For a long time, I was afraid to leave L.A. Afraid of what leaving would mean. That I was a quitter. That I wasn’t tough enough. That I didn’t have what it takes to make it here. But I no longer worry about that. It’s thanks to Los Angeles that my dreams have not only become bigger than I’ve ever dared, but that I actually have the moxie to make them come true. It’s thanks to L.A. that I can now justifiably use titles like “producer,” “creative director,” “playwright,” and “filmmaker” to describe myself. And as I write this blog, I’m sitting in a dressing room underneath a soundstage in Hollywood, waiting to step on to a set with actors that I grew up watching as a child. And that doesn’t seem out of the ordinary, doesn’t even excite me, really. It’s just a job. What does excite me is the fact that after I’m done on this soundstage, I’ll head to a small rehearsal studio in North Hollywood for a table read of a play that I wrote, and for the first time, I’ll hear the new draft out loud, read by a new cast of actors. Because the truth is, all of my time in Los Angeles –  all of the heartbreak and the hope –  has taught me who I am and who I want to be. And that person is someone who is no longer content to live inside someone else’s scenes, or play a part in someone else’s story. She wants to – and has already begun to – write her own.

Until next time, friends.

sarah-dressing-room

Play Noir.

She was a real classy dame, a siren in silk stockings.  The type of broad whose shade of lipstick alone could halt the traffic on Sunset Boulevard. . .

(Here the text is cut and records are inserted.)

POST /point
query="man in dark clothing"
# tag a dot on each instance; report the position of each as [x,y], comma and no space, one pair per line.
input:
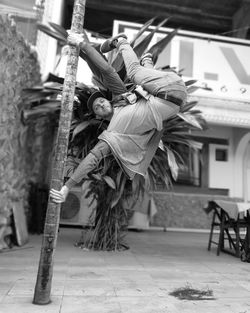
[135,126]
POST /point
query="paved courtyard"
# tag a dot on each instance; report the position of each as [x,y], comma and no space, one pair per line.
[138,280]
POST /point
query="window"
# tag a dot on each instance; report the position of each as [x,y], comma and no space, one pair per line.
[189,169]
[221,155]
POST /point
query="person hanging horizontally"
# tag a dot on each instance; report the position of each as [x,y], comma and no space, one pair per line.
[135,118]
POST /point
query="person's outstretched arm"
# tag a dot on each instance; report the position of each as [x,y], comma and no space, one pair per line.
[89,163]
[98,65]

O.K. so I just made that up.  A bit ridiculous, perhaps, but random phrases like that have been popping into my head lately, as I’m currently immersed in all things noir.  For those not in the know, here’s the 411 from Wikipedia:

Film noir is a cinematic term used primarily to describe stylish Hollywood crime dramas, particularly those that emphasize cynical attitudes and sexual motivations. Hollywood’s classic film noir period is generally regarded as extending from the early 1940s to the late 1950s.

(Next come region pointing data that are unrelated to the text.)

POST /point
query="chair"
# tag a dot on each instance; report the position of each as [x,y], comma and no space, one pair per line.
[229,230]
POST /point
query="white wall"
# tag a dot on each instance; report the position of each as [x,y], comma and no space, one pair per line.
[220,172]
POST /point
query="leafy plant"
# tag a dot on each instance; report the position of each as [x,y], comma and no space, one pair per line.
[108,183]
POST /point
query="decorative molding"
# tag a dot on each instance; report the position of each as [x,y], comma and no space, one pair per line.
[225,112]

Crime, usually murder, is an element of almost all film noirs; in addition to standard-issue greed, jealousy is frequently the criminal motivation.  In other common plots the protagonists are implicated in heists or con games, or in murderous conspiracies often involving adulterous affairs. False suspicions and accusations of crime are frequent plot elements, as are betrayals and double-crosses.

 Film noirs tend to revolve around heroes who are more flawed and morally questionable than the norm, often fall guys of one sort or another. Certain archetypal characters appear in many film noirs—hardboiled detectives, femme fatales, corrupt policemen, jealous husbands, and down-and-out writers.

That’s right.  Murder!  Suspense!  Mayhem!  Oh my.

My husband James and I are currently at work on a slate of film noir-themed one-act plays aptly named Play Noir, scheduled for production in June at our artistic home, the Actor’s Workout Studio in the North Hollywood Arts District.  Scripts have been chosen and casts and directors are being nailed down as we speak.  We’ll produce (through our company, Punk Monkey Productions) five short plays, all revolving around classic noir themes like greed, lust and betrayal.  Expect trench coats and fedoras, slinky black dresses, ruby red lips, and lots and lots of mood lighting.

Over the next few months, I expect you’ll hear a lot about Play Noir as James and I are not only producing the show, but acting in it and directing a piece or two as well.  It is, as we say, a real passion project.